At the trial level, litigants are contending with evidentiary issues to prove the “new” element of non-licensure, as well as how to object to the prosecution’s evidence to prove the lack of licensure in a particular case. To give just one example: Should the Commonwealth be able to meet its burden of proving a defendant was ineligible for a license because of prior felony convictions, or is such evidence impermissibly prejudicial “prior bad act” evidence? Should a defendant be allowed to object to such evidence on that basis, or is the Commonwealth entitled to the best evidence to prove its case?
Questions abound, and the next few years will likely bring many answers. For now, it seems clear that the government must prove that defendants are unlicensed to hold them criminally liable. But virtually every other question about how to implement this new rule remains to be worked out by Massachusetts courts in the years to come.

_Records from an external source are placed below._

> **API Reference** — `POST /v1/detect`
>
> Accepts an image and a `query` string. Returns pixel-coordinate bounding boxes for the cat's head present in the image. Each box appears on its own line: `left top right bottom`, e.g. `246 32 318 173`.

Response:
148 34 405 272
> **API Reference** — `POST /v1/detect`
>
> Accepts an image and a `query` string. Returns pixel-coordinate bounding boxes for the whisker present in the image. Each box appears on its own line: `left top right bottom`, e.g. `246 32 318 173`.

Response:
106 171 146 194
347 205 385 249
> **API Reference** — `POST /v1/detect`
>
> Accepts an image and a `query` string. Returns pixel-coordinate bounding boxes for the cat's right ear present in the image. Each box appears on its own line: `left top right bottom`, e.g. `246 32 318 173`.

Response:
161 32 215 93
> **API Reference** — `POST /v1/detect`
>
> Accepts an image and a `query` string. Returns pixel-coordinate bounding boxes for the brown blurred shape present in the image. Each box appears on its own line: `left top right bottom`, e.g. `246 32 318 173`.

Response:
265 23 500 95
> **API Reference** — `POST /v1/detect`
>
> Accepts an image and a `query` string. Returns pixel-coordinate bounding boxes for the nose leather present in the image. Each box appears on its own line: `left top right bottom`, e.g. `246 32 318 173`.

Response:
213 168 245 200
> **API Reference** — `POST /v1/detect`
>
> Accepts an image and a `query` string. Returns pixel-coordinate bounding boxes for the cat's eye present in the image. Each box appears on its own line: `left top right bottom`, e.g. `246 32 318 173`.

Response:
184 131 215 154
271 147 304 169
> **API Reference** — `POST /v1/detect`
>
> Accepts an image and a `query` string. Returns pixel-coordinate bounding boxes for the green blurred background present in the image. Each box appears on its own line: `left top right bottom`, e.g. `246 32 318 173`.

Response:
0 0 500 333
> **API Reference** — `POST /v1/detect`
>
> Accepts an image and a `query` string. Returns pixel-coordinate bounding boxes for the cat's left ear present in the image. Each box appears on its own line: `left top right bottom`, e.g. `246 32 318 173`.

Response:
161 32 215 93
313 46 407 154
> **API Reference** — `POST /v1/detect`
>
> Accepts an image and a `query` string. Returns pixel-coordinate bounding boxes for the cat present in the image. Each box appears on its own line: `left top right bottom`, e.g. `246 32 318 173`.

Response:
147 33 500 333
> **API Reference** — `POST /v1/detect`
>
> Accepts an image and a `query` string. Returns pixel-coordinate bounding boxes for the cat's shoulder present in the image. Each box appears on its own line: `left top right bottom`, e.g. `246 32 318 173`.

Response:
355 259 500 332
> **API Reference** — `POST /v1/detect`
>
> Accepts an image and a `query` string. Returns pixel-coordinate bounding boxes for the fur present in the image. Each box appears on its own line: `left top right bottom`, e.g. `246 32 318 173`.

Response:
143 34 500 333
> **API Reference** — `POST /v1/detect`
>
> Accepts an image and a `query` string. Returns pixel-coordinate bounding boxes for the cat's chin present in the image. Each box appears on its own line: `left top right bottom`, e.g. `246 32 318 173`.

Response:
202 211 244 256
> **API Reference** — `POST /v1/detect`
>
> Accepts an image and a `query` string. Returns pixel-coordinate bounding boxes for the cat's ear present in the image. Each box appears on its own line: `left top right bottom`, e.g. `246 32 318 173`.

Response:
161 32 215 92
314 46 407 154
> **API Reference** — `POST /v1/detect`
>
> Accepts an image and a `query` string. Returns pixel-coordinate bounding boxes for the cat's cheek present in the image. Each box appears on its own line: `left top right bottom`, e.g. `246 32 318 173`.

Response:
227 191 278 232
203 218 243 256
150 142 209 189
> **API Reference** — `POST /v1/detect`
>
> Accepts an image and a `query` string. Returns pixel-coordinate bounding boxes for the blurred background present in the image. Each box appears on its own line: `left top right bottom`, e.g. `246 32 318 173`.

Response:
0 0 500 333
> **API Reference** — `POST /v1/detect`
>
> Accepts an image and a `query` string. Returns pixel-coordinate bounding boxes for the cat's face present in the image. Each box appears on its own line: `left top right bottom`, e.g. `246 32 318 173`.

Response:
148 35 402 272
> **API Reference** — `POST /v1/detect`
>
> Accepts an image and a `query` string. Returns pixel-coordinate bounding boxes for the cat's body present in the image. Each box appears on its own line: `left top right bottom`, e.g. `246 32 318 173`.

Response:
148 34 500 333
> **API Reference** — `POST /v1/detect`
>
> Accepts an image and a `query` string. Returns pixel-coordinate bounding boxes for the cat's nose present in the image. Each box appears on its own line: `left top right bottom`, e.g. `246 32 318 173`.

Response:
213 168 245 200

Elisabeth Martino is currently the Deputy Chief of the Appeals Unit at the Suffolk County District Attorney’s Office. She has been an appellate attorney with Suffolk County District Attorney’s Office since she received her JD cum laude from Suffolk Law School in 2008, with the exception of a few years when she worked part-time as an adjunct professor of Appellate Research and Writing at New England School of Law while also raising her two young children.
Ms. Martino was not involved in the prosecution of Mr. Guardado either before the Superior Court or the Supreme Judicial Court.
This article represents the opinions and legal conclusions of its author and not necessarily those of the Suffolk County District Attorney’s Office.